La sala quedó en silencio mientras Simons se encaminaba hacia la mesa de oradores.
«Era un gran hijo de puta», pensó Coburn.
T. J. Márquez y Merv Stauffer entraron detrás de Simons y tomaron asiento cerca de la puerta.
Simons lanzó a un rincón un portafolios de plástico negro, se dejó caer en una silla y encendió un purito.
Iba vestido de sport con camisa abierta y pantalones, sin corbata, y llevaba el cabello muy largo para un coronel. Parecía más un granjero que un soldado, fue el pensamiento de Coburn.
—Soy el coronel Simons —se presentó.
Coburn esperaba que dijera: «Estoy al mando, escúchenme y cumplan lo que les digo, éste es mi plan».
En cambio, Simons empezó a hacer preguntas.
Quería saberlo todo de Teherán; el tiempo, el tráfico, de qué estaban hechos los edificios, la gente que había en las calles, el número de policías y su armamento…

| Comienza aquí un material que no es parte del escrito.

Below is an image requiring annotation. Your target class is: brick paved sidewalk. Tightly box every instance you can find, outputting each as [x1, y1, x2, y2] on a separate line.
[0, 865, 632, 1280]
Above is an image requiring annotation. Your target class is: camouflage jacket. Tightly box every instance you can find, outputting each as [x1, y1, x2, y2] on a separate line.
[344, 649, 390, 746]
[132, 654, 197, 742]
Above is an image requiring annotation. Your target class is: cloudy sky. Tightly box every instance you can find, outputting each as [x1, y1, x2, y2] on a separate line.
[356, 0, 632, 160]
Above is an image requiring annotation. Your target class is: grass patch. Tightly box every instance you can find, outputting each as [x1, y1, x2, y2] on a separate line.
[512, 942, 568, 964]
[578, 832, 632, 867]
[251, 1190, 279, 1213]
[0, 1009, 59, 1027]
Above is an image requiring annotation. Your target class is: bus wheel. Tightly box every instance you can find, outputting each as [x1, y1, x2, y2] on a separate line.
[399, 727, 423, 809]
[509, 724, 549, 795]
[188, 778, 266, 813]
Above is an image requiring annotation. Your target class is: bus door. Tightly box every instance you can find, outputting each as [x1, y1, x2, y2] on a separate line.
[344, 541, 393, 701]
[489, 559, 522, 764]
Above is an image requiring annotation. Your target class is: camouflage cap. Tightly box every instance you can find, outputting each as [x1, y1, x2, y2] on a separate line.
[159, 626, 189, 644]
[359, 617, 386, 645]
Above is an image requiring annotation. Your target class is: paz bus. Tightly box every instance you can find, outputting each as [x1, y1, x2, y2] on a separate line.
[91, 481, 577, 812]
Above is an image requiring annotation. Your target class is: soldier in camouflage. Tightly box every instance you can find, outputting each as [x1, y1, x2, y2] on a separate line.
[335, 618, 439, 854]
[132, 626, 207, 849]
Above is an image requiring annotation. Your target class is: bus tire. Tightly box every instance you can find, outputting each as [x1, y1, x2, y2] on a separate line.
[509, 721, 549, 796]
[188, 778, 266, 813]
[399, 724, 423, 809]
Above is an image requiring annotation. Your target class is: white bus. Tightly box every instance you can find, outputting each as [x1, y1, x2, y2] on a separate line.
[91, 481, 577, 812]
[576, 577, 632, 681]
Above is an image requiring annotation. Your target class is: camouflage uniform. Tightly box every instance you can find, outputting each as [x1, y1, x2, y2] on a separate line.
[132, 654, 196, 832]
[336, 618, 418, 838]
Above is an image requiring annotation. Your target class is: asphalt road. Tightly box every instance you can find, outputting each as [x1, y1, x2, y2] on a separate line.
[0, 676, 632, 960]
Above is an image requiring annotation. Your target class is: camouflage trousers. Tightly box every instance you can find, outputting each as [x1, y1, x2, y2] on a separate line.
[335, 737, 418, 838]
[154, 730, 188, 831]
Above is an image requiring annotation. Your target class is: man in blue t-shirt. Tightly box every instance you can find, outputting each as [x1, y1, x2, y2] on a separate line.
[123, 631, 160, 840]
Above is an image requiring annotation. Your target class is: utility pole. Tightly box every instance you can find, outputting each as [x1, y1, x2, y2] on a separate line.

Le interesaban todos los detalles. Le dijeron que todos los policías llevaban armas, salvo los de tráfico. ¿Cómo se les distinguía? Por sus gorras blancas. Le contaron que había taxis azules y anaranjados. ¿En qué se diferenciaban? Los azules tenían rutas fijas y precios fijos. Los anaranjados podían ir a cualquier parte, en teoría, pero por lo general cuando uno los detenía se encontraba que ya llevaban otro pasajero, y el conductor inquiría en qué dirección iba uno. Si iba por la misma ruta, se podía subir y apuntar el importe que ya marcaba el taxímetro; cuando uno bajaba, el otro pagaba la diferencia. Aquel sistema era una fuente inagotable de discusiones con los taxistas.
Simons preguntó dónde estaba situada exactamente la cárcel. Merv Stauffer salió a buscar un plano de Teherán. ¿Qué aspecto tenía el edificio? Joe Poché y Ron Davis recordaban haber pasado por delante. Poché dibujó un intento de plano en una hoja de bloc.
Coburn se arrellanó en su asiento y observó trabajar a Simons. Tantear sus mentes era sólo una parte de lo que Simons estaba haciendo con el grupo. Coburn se dio cuenta de ello. Había sido encargado de selección de personal en la EDS durante años y reconocía una buena técnica de entrevistas cuando la veía. Simons estaba evaluando a cada hombre, observando sus reacciones y poniendo a prueba su sentido común. Como un buen seleccionador de personal, hacía gran cantidad de preguntas que admitían muchas respuestas posibles, seguidas a menudo de un «¿por qué?», que daba a cada uno la posibilidad de mostrarse a sí mismo, de vanagloriarse o de mostrar signos de nerviosismo.
Coburn se preguntó si Simons rechazaría a alguno. En cierto momento preguntó:
—¿Quién está dispuesto a morir haciendo esto?
Nadie dijo una palabra.
—Bien —prosiguió Simons—. No aceptaría a nadie que pensara morir.
La charla se prolongó durante horas. Simons la dio por terminada poco después de medianoche. Para entonces estaba claro que no conocían lo suficiente la cárcel para empezar a proyectar el rescate. Coburn fue encargado de conseguir más datos para el día siguiente; haría algunas llamadas a Teherán.
—¿Puede preguntarle a alguien detalles de la cárcel sin darle a conocer para qué quiere la información? —le preguntó Simons.
—Seré discreto —contestó Coburn.
Simons se volvió hacia Merv Stauffer.
—Necesitaremos un lugar seguro para reunimos. Un lugar que no esté relacionado con la EDS.
—¿Qué le parece el hotel?
—Las paredes son muy delgadas.
Stauffer meditó un instante.
—Ross tiene una casita junto al lago Grapevine, cerca del aeropuerto de Dallas. Con este tiempo no habrá nadie allí nadando o pescando, estoy seguro.
Simons pareció titubear. Stauffer añadió:
—¿Quiere que lo lleve allí mañana por la mañana, para que la vea?
—De acuerdo —asintió Simons, poniéndose en pie—. Hemos hecho todo lo que hemos podido en este momento del juego.
Empezaron a salir. Antes de retirarse, Simons le pidió a Ron Davis que permaneciera allí unos instantes más.